The Fund’s portfolio is currently positioned with 85 percent of its gross leasable within the industrial sector. The Fund’s holdings outside of industrial reflect the type of optionality the firm is always seeking. For example, their sole office property is a single-story, single-tenant facility leased to Allianz Global Assistance for the next 10 years.

This building, which was acquired by the Fund in 2021, presented a higher entry cap rate than industrial at the time and one that was backed by a very strong covenant. One of the characteristics of the property is that the site and building configuration provides the optionality to covert the building to an industrial use. If the tenant chooses to not renew their lease in 10 years, CanFirst can either seek another office tenant or look to convert the building to an industrial use.

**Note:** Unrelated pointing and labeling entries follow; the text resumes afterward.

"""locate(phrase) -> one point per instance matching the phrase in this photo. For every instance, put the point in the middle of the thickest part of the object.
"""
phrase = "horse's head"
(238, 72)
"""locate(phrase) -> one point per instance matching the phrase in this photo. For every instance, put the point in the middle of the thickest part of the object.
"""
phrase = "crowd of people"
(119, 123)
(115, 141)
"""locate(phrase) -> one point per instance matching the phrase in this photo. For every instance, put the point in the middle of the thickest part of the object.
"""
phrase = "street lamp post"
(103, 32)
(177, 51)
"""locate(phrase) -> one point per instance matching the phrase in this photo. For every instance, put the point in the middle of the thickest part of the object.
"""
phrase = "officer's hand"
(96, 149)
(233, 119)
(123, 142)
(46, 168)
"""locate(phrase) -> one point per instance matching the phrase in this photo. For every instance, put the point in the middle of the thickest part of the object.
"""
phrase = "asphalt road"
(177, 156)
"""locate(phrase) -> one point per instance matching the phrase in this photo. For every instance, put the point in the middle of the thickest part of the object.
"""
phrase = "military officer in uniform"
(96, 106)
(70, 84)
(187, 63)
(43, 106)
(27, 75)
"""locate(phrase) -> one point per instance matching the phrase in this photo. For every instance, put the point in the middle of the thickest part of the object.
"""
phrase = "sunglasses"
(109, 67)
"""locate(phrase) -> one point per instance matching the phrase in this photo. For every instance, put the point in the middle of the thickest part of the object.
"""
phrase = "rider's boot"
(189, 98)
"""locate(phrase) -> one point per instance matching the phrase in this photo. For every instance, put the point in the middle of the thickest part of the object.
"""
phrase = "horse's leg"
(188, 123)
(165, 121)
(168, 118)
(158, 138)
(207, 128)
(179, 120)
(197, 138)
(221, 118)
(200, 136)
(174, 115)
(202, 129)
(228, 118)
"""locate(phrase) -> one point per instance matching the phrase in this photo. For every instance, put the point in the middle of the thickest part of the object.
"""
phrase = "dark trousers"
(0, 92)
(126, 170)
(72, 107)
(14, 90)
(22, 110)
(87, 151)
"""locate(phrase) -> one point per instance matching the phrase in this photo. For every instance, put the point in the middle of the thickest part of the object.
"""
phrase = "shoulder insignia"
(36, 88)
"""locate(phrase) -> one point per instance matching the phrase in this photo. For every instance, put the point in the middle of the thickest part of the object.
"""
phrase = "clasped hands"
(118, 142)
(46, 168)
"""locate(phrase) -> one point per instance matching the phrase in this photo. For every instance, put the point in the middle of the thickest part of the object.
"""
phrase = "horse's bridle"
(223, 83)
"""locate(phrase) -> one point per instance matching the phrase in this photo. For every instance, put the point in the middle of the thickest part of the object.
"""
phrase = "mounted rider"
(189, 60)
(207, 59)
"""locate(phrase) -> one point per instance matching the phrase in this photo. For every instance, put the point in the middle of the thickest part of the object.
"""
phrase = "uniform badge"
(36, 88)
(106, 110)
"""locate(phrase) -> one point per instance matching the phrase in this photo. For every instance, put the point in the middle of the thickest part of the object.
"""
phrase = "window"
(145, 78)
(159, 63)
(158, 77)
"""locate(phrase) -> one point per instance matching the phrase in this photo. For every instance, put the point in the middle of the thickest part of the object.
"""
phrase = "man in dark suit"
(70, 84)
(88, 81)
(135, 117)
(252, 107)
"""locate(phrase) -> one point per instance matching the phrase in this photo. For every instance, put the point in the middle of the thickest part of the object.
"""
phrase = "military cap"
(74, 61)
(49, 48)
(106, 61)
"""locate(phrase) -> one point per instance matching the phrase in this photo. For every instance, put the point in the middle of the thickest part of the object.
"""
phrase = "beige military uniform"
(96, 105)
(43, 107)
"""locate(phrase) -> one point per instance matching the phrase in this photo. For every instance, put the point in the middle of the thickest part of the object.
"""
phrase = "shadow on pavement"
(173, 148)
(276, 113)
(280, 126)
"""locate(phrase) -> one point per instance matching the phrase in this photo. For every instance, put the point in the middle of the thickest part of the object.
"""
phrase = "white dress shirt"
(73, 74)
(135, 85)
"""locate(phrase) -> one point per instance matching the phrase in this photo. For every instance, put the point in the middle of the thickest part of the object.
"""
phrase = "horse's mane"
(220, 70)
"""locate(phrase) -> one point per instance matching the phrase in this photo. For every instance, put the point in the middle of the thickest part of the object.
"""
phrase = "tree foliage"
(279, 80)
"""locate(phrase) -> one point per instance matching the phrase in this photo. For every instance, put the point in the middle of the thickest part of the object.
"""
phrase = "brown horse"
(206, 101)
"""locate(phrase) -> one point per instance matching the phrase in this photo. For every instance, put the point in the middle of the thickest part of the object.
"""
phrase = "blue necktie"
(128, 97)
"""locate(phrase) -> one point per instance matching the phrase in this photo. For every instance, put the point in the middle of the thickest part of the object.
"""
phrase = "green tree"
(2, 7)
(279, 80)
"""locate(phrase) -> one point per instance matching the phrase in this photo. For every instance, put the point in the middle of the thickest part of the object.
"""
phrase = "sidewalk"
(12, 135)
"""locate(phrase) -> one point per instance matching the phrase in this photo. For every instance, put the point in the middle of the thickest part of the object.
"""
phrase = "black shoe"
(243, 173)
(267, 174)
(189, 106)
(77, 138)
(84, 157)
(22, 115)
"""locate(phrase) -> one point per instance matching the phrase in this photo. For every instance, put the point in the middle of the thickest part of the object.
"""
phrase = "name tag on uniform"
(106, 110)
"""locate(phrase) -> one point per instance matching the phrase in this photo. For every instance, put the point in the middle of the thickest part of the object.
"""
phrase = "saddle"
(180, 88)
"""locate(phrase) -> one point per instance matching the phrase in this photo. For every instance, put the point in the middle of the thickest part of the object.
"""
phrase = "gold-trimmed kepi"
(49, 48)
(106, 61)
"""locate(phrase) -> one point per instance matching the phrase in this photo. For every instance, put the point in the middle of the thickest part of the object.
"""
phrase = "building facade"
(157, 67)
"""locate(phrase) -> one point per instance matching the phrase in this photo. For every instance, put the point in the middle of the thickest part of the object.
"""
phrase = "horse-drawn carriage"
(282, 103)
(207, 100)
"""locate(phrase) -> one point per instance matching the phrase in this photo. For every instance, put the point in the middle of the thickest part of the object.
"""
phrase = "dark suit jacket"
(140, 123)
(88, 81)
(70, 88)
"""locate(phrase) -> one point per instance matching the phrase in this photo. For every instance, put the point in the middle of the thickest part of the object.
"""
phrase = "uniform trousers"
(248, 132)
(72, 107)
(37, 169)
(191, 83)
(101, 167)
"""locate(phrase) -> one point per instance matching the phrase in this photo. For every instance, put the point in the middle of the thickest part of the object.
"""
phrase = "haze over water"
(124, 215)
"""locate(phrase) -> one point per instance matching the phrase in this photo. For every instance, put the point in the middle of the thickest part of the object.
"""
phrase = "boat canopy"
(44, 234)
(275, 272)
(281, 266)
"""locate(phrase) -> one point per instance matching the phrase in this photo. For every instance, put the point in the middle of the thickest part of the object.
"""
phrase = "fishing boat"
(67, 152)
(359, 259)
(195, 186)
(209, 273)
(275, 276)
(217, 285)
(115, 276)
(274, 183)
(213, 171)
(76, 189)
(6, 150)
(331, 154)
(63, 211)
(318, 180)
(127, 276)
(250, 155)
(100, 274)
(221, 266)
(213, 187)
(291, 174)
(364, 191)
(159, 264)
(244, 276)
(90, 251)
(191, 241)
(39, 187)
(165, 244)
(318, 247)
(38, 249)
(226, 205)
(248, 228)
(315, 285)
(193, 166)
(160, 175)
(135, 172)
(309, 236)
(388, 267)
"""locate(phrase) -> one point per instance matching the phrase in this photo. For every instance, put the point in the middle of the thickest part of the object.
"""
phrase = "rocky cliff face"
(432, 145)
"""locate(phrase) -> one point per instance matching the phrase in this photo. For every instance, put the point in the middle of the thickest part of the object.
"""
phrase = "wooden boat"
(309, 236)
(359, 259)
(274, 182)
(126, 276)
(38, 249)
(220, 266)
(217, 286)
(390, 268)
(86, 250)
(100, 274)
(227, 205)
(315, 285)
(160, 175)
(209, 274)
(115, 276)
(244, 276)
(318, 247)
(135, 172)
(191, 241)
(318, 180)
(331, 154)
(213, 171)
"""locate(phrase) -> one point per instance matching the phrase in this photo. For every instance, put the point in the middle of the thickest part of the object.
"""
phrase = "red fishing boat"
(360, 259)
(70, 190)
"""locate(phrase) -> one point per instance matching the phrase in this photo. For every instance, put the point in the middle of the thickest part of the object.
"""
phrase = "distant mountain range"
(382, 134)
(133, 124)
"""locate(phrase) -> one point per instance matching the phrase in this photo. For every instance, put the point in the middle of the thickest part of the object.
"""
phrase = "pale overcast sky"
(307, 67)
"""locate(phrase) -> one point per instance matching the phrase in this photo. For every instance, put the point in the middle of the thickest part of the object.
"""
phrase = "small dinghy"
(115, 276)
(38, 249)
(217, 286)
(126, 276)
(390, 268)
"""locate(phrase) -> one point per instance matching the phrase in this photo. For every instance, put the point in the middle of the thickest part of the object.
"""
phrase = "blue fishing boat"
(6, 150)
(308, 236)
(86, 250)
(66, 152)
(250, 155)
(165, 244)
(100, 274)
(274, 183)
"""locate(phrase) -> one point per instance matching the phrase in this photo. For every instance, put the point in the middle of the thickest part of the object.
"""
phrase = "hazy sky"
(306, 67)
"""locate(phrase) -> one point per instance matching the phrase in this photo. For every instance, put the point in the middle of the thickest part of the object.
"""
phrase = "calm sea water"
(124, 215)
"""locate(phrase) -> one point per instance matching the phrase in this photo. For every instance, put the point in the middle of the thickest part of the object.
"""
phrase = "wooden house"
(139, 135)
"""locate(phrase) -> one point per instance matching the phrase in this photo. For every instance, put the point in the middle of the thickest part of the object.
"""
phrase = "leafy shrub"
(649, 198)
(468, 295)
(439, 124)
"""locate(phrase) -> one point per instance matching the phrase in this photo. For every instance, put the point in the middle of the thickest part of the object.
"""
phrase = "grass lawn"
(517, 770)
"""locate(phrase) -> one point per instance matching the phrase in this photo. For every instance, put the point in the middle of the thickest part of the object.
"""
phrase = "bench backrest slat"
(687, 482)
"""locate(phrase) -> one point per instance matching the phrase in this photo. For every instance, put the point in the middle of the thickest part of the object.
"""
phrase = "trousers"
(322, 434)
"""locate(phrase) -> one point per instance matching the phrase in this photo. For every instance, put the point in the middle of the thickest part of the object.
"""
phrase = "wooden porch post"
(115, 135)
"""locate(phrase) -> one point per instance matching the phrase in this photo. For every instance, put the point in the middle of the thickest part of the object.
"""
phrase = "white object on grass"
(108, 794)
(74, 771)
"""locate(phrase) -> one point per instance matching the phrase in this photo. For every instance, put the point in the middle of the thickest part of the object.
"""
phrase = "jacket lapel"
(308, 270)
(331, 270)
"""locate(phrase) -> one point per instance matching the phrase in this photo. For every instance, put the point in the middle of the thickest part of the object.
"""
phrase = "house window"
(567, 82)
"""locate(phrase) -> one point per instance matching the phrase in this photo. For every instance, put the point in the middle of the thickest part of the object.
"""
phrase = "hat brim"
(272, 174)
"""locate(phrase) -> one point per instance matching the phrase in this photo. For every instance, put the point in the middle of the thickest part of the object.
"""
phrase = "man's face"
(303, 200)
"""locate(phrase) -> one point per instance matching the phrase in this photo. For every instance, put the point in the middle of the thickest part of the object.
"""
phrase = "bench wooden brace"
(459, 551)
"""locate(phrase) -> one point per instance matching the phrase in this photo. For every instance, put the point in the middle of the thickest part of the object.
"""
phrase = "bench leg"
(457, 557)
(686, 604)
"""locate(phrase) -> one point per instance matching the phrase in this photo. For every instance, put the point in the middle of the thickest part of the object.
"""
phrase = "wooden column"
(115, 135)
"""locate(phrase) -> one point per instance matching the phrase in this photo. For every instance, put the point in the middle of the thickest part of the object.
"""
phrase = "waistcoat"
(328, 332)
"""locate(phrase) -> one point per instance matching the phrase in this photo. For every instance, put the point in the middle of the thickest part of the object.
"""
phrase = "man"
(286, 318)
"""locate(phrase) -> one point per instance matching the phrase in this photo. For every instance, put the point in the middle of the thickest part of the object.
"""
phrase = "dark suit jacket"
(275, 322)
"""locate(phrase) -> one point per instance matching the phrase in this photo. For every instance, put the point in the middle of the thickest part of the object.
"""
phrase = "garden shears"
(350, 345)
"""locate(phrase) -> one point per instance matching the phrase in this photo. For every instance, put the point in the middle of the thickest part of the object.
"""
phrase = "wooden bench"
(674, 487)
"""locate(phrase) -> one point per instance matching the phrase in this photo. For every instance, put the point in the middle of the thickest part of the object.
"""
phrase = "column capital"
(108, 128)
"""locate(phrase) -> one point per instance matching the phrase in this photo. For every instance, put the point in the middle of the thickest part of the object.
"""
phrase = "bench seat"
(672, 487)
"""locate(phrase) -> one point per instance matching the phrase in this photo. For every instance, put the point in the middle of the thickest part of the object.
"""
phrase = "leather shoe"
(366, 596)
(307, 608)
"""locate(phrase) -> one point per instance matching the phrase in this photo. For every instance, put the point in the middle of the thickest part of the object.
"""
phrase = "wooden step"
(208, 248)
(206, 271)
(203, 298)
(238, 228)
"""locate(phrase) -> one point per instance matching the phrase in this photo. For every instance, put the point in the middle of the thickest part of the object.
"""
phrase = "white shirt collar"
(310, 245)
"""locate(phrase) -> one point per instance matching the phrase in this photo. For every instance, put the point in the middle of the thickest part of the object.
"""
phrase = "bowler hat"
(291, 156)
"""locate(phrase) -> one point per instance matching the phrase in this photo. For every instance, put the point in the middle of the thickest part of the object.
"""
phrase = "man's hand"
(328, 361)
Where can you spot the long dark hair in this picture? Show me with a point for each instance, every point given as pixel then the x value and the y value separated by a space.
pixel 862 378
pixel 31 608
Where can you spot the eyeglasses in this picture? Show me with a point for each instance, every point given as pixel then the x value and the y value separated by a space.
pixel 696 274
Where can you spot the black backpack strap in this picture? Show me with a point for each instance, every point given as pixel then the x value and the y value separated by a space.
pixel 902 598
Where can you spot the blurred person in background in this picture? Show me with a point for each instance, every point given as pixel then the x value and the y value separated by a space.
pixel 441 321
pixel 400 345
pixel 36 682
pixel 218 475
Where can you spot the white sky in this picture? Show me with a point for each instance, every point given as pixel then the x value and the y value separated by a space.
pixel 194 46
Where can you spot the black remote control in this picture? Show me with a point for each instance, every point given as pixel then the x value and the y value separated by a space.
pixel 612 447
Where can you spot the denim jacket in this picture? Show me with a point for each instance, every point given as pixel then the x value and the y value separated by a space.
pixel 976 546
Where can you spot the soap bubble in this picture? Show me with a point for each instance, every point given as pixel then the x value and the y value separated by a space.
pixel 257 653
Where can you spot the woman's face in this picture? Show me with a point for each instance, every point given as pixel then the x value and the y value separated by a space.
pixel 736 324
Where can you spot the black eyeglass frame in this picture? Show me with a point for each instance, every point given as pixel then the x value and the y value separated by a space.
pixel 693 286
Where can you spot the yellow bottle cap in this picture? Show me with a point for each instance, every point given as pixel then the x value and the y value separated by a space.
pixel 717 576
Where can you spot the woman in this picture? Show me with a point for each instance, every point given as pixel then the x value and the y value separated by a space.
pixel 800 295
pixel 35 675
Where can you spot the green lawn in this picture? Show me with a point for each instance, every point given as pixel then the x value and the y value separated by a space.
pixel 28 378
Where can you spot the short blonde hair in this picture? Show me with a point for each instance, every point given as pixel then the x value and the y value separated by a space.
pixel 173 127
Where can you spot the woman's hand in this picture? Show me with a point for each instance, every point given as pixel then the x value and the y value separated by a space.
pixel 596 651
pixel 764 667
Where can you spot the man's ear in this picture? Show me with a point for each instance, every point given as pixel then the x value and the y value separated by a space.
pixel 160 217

Their latest acquisition in November 2023, however, was more indicative of a traditional transaction by the Fund. CIPREF purchased a warehouse distribution facility from Loblaws Companies Ltd. and subsequently leased the building back to Loblaws for 10-years with a rental rate that increases annually. CanFirst was able to lock-in 10-year fixed debt at a rate significantly below its entry cap rate, resulting in a cash-on-cash return that is expected to be significantly accretive to the Fund over the next 10 years.

The competitive edge of mid-sized funds

Addressing current market dynamics, Perez acknowledged the challenges posed by high interest rates and tepid GDP growth. However, he noted the strong fundamentals in the industrial sector and the potential for careful, strategic investments in contrast to the more challenged sectors like office and retail spaces.

The market has been slow to reward large, diversified real estate strategies, particularly those involving office and retail spaces due to their uncertain futures. This scenario has left many assets undervalued on the books compared to their potential market price. However, this presents a unique opportunity for CIPREF. With its robust portfolio, CIPREF can adopt an opportunistic approach, potentially acquiring these undervalued assets at favorable prices to facilitate strategic growth.

CIPREF sees a distinct advantage in being a mid-sized entity in today's market, capable of leveraging these conditions to expand effectively and deliver on its commitment to its investors.

Investors might find CIPREF an appealing investment option because the fund aims to deliver, over the long term, returns that are equal to or better than those of the equity market but with the lower risk typically associated with bonds. CIPREF’s nearly six-year track record supports this ambition, as it has not only met but significantly exceeded the performance of equities and public REITs.